Sus cuadros no se ven en los museos –quizás uno, quizás tres que alguna tarde suman inventados cincuenta en una exposición de temporada corta–, sus cuadros iluminan salones privados o sueñan en sótanos y altillos a la espera de una sucesión declarada. La razón primera de su ausencia pública se debe a que Constance pintaba retratos que luego les vendía a quienes habían posado en la quietud de la narcisa espera. La segunda razón, y mientras su nombre apenas se nombra entre galeristas, dice que la parisina de apellido Blondelu –el Charpentier llegó con Francois Victor con quien se casó ante notarios el 25 de abril de 1973–, hija única que nació en primavera, se perdió entre de las escenas de mujeres –demasiadas mujeres repite un torpe– y niñxs que gustaba pintar. Poco se muestra de su educación sentimental de tonalidades, pudo haber estudiado con los grandes maestros de su época, François Gérard, Pierre Bouillon, Louis Lafitte o con Johann Georg  y Pierre-Alexandre Wille o con ninguno. Sobran tutores en la lista cromática sin registro y faltan cuadros. Dicen que los vendía con mucho éxito en las ferias en las que se presentaba a fines del XVIII y principios del XIX y que sumaba medallas a las monedas en los salones galos. Constance pintó en 1801 el retrato de la mujer joven,  espejo de la melancolía toda, y el retrato de Danton ¿o no fue ella quién los pintó? ¿Fue su maestro Jacques-Louis David? ¿Una tercera persona? ¿Cuál es la obra de la pintora francesa si aquellas cicatrices en la comisura labial del hombre revolucionario no se cruzaron con las líneas de sus trazos firmes?      
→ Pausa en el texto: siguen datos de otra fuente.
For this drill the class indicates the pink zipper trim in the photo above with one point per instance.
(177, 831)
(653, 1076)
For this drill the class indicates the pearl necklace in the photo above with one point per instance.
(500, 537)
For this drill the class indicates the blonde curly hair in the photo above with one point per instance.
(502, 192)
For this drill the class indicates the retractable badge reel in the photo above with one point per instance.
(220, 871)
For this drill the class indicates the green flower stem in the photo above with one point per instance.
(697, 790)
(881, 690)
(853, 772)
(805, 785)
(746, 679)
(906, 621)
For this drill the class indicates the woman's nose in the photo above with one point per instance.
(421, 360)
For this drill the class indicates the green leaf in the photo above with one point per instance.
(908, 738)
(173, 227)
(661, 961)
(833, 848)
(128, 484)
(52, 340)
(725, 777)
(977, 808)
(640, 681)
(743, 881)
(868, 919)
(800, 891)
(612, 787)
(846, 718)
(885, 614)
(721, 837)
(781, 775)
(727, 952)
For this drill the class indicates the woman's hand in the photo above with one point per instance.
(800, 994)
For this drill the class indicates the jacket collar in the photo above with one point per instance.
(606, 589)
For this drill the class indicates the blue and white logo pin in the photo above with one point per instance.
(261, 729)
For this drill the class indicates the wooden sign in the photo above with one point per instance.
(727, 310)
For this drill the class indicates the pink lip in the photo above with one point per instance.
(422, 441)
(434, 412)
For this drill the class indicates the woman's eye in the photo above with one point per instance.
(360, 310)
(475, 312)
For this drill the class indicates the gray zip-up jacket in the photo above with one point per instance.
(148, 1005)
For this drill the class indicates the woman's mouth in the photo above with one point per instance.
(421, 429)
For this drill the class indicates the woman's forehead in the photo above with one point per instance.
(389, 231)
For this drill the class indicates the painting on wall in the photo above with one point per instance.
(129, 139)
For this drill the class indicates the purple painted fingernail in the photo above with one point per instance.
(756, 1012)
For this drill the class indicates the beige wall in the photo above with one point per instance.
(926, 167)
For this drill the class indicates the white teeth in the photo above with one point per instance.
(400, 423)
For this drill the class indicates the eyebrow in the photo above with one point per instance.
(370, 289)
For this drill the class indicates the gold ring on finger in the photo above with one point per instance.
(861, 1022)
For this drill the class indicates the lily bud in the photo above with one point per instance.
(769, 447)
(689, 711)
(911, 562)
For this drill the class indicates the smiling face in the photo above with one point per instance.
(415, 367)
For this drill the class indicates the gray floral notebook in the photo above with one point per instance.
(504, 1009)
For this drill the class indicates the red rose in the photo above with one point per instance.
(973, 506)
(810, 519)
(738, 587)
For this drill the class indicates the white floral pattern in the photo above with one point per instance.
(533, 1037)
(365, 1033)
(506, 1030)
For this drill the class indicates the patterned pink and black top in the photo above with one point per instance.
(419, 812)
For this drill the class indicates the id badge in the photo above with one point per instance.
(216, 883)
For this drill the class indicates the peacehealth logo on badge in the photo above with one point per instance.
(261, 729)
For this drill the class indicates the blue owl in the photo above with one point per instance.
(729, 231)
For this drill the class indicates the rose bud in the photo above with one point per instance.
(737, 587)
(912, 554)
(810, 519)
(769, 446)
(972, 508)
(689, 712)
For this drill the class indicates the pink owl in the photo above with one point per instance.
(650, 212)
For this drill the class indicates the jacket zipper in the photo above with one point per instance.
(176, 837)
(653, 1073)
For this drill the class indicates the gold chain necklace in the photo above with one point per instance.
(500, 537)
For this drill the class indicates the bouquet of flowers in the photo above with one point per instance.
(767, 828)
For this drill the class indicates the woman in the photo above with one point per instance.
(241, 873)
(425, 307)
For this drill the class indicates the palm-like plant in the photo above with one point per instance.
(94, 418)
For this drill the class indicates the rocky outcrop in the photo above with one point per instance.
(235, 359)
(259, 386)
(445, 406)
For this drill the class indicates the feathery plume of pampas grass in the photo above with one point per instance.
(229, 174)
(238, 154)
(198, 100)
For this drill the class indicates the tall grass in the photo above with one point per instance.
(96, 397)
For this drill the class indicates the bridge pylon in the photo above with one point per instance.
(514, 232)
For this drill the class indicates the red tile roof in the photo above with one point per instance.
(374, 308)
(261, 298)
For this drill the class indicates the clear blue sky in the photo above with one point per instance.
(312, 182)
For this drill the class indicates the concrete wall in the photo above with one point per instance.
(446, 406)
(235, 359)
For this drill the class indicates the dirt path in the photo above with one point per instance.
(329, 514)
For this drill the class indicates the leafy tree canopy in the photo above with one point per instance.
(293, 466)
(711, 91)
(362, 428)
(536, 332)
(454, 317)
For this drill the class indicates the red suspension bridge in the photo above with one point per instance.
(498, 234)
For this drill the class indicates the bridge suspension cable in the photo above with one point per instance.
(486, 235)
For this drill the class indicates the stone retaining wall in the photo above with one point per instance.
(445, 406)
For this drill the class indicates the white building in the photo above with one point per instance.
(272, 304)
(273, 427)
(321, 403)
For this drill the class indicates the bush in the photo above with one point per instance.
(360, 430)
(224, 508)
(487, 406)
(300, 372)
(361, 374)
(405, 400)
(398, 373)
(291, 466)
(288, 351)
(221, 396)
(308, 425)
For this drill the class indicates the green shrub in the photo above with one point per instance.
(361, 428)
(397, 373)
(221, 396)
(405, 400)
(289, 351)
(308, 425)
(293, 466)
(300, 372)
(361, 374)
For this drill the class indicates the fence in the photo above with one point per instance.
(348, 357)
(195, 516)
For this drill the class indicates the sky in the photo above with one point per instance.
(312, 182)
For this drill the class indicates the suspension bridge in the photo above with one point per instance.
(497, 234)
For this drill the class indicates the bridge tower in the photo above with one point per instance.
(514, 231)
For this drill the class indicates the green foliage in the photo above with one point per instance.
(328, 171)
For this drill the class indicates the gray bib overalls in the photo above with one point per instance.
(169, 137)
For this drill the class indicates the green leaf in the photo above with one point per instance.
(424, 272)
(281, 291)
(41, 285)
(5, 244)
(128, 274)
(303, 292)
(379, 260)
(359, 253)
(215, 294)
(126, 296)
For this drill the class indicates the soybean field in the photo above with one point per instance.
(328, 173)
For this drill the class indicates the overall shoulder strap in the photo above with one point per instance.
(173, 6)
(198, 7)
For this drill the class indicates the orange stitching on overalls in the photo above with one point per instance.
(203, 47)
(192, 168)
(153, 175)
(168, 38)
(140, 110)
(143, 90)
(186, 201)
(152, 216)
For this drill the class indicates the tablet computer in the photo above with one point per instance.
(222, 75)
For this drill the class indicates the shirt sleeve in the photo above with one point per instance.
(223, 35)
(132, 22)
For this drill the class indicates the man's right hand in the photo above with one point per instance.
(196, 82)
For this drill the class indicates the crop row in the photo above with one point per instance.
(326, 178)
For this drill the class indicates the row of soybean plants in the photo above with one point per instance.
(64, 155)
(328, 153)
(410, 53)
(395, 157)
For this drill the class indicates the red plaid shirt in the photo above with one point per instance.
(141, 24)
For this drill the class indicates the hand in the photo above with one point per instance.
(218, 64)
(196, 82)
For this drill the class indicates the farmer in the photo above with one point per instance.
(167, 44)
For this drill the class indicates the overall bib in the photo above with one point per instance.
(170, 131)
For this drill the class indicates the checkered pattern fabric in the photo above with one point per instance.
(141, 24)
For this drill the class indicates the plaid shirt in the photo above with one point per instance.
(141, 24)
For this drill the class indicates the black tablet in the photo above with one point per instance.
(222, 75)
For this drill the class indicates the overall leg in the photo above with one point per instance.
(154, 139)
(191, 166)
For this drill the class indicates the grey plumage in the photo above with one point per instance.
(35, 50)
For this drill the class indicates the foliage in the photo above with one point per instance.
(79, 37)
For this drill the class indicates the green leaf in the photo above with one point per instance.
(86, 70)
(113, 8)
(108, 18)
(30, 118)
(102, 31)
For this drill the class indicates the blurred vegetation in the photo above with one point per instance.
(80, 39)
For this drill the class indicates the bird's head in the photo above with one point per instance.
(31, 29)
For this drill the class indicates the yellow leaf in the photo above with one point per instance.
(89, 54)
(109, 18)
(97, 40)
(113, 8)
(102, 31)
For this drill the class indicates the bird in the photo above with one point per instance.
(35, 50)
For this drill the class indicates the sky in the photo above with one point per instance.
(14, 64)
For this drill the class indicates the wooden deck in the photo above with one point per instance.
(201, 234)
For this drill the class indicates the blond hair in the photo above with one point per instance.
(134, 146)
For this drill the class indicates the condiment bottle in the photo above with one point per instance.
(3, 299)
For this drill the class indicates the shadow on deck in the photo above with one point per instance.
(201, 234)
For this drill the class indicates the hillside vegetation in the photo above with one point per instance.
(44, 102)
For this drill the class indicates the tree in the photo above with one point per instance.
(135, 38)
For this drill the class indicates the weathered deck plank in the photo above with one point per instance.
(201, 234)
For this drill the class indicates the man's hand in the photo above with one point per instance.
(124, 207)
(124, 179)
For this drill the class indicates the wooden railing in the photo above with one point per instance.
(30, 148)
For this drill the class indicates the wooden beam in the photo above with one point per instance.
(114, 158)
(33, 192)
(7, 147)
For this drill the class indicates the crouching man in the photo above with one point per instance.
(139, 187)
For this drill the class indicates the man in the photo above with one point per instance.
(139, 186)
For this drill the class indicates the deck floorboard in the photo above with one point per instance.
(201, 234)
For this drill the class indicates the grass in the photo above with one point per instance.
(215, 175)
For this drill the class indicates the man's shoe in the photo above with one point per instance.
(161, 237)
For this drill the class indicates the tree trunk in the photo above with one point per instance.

Cuando la mayor parte de su trabajo perdido y ganado sigue siendo una incógnita, la firma omitida borra herederos (incertidumbre recurrente y ya clásica) y la voz justa de la autoría no deja escuchar ni su eco, solo queda que salgamos a descifrar como si de una novela policial se tratara, si aquella luz de óleo sobre la languidez de las manos pálidas que parecen de mármol –o debería escribir manos ni siquiera tibias– son en la imagen desconsolada de lamento mudo las pistas rafaelinas necesarias para dar la cifra exacta de cuántas letras tiene del nombre buscado cuando el cuadro no tiene firma. Nueve, son nueve. Constance, la mujer que pintaba personajes femeninos, a los que vestía de blanco cuando la confidencia humeaba la escena y mostraba vivas las pasivas introspecciones de dolor imborrable, posa sin haber posado en el dibujo de su autorretrato que de perfil mira en el Musée Magnin de Dijon mientras una postal que se vende en la tienda de souvenires desconoce intrigas y afirma que el cuadro “Los cinco sentidos”, ese el que un padre ciego está rodeado por su familia (los cuatro que completan la falta) es de  Constance Marie. Sin obra cierta y con mucha obra suelta a Charpentier la devaluaron sin tiempo cuando averiguaron que aquel retrato hipnótico (que alguien dijo era “la mona lisa del siglo de las luces”) no era de David.  Debemos aceptar que en términos de gazmoñería, los precedentes nos ganaban por varios cuerpos. Y los cuerpos gentiles cumplían otros requisitos, se adecuaban a otras ceremonias. El de la Charpentier, por ejemplo, grácilmente a disposición de la furia de esos años, como una brizna, como un pincel de marta asesinada en los bosques y activo en las manos de mujer tan frágil.